Lawyers on either side of a lawsuit against the City of Sitka made arguments in a case dealing with a measure that would require voter approval before the city sells or leases land at the site of a former pulp mill.
The group Sitkans for Responsible Government circulated a petition in 2008. Their initiative would have required a vote before the city disposed of property at what is now known as Sawmill Cove Industrial Park.
But the city wouldn’t certify the initiative, and so the petition’s backers, Mike Litman and Jeff Farvour, sued. The case made its way up to the Alaska Supreme Court, which ruled on certain issues in the case, deciding in favor of the petition backers. The Supreme Court sent the case back to the Superior Court for another look.
And so, Friday’s hearing.
Lawyer Michael Gatti, arguing for the city, said one of the main issues is that the initiative would allow voters to make an appropriation. That power is reserved for the Assembly. By giving voters the ability to essentially veto a project at Sawmill Cove Industrial Park, the initiative would let them divert money away from the park. That’s an appropriation, Gatti argued.
He cited a case in Kenai, where the court said voters cannot use the initiative process to control money.

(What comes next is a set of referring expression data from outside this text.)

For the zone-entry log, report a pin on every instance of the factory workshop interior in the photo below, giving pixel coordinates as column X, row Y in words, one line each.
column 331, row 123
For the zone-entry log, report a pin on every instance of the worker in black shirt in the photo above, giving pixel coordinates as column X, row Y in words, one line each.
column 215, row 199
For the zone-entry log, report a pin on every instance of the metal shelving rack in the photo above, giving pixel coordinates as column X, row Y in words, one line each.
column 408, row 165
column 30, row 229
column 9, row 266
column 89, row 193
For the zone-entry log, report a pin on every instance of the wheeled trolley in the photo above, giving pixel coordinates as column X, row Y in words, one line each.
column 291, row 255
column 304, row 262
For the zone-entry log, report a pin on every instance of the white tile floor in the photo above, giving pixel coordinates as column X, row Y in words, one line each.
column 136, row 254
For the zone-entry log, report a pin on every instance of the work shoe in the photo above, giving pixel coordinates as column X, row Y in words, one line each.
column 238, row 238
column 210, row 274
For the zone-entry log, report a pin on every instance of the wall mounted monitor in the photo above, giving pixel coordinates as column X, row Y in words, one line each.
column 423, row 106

Joe Geldhof, representing Farvour and Litman, disagreed that the initiative proposed by his clients would make any appropriations. He said Sitka’s codes already require voter approval for the sale or lease of property over a certain amount, and that all his clients wanted to do was remove the exemption for the industrial park.

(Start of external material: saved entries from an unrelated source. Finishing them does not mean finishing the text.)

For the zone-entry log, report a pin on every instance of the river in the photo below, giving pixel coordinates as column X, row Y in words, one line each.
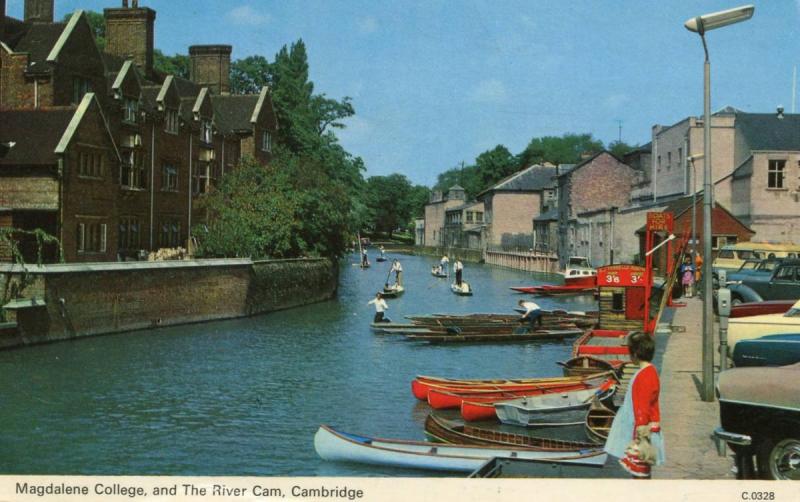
column 245, row 397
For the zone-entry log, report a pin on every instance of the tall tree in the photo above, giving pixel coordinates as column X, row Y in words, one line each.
column 249, row 75
column 566, row 149
column 494, row 165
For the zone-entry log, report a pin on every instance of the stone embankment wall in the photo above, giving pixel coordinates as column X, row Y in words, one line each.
column 91, row 299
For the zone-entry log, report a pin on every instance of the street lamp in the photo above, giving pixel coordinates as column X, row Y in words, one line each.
column 700, row 25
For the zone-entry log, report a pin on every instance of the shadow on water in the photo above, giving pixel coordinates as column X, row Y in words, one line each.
column 245, row 397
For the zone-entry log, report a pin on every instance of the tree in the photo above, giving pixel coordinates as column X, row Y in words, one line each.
column 494, row 165
column 619, row 148
column 566, row 149
column 177, row 65
column 249, row 75
column 389, row 197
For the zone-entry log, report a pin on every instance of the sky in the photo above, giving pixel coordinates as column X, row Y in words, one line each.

The hearing comes a day after Superior Court Judge David George granted a motion by Geldholf to strike the city’s argument that his client’s petition was confusing and misleading. He said the Supreme Court explicitly said it wasn’t, and that the matter should not be part of the current arguments.
In court on Friday, George asked questions of both attorneys but did not issue a ruling on the entire case. He says he’ll take the matter under advisement and rule later. The hearing lasted about 90 minutes.